The gut microbiome and metabolites are altered and interrelated in patients with functional constipation

Yan-Qiu Li; Xiang-Yun Yan; Xian-Jun Xiao; Pei-Tao Ma; Si-Qi Wang; Hui-Lin Liu; Wei Zhang; Min Chen; Jun-Peng Yao; Ying Li

doi:10.3389/fmicb.2023.1320567

The gut microbiome and metabolites are altered and interrelated in patients with functional constipation

Front Microbiol. 2023 Dec 6:14:1320567. doi: 10.3389/fmicb.2023.1320567. eCollection 2023.

Authors

Yan-Qiu Li^#¹, Xiang-Yun Yan^#¹, Xian-Jun Xiao^#², Pei-Tao Ma¹, Si-Qi Wang¹, Hui-Lin Liu¹, Wei Zhang¹, Min Chen³, Jun-Peng Yao¹, Ying Li¹

Affiliations

¹ Acupuncture and Tuina School, Chengdu University of Traditional Chinese Medicine, Chengdu, Sichuan, China.
² School of Health Preservation and Rehabilitation, Chengdu University of Traditional Chinese Medicine, Chengdu, Sichuan, China.
³ Anorectal Department, Hospital of Chengdu University of Traditional Chinese Medicine, Chengdu, Sichuan, China.

^# Contributed equally.

Abstract

Introduction: Gut microbiota and metabolites have been identified to contribute to the pathogenesis of functional constipation (FC); however, the underlying mechanism(s) have not been elucidated, and the relationship between the gut microbiota and metabolites in FC has received limited attention in the literature.

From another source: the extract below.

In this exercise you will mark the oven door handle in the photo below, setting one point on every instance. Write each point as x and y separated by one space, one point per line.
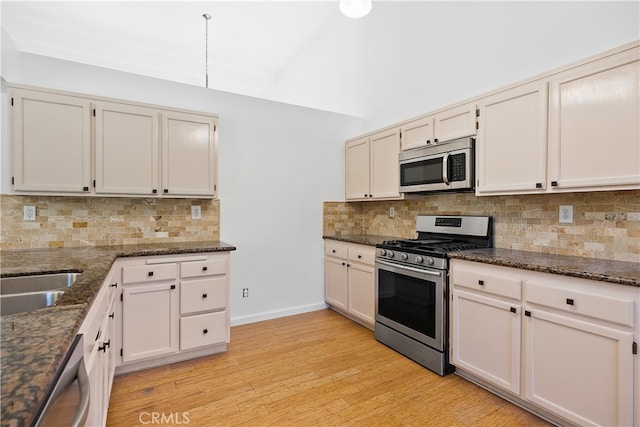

Methods: 16S rDNA sequencing and non-targeted metabolomic detection based on liquid chromatography-mass spectrometry (LC-MS/MS) technologies were combined to analyze the altered gut microbiome and metabolic profile of fecal samples from FC patients and healthy individuals (healthy control; HC).

Results: The richness and diversity of gut microbiota significantly (p < 0.01) increased in FC patients. Compared to the HC group, 18 genera, including Intestinibacter, Klebsiella, and Akkermansia, exhibited statistically significant changes (p < 0.05). Metabolic analysis showed that metabolic profiles were also markedly altered with 79 metabolites, such as (-)-caryophyllene oxide, chenodeoxycholic acid, and biliverdin, indicating significant inter-group differences (p < 0.05). Besides, the primary bile acid biosynthesis, as well as the metabolic profile of porphyrin and chlorophyll, were the most dominant enriched pathways (FDR < 0.01), in which chenodeoxycholic acid and biliverdin were significantly enriched, respectively. Correlation analysis demonstrated a strong relationship between 10 genera and 19 metabolites (r > 0.6, FDR < 0.05), and notably, Intestinibacter showed a negative correlation with biliverdin (FDR < 0.001), which highlighted the interplay of the gut microbiota and metabolites in the pathogenesis of FC.

Conclusion: Our research describes the characteristics of the gut microbiota and metabolic profiles and the correlation between the gut microbiota and metabolites in FC patients. This may contribute to the understanding of the underlying mechanisms involved in FC pathogenesis and may provide novel insights into therapeutic interventions.

Keywords: clinical trial; correlation analysis; fecal metabolites; functional constipation; gut microbiota.

Grants and funding

The author(s) declare financial support was received for the research, authorship, and/or publication of this article. This study was supported by a grant from the National Natural Science Foundation of China (NO.82074554).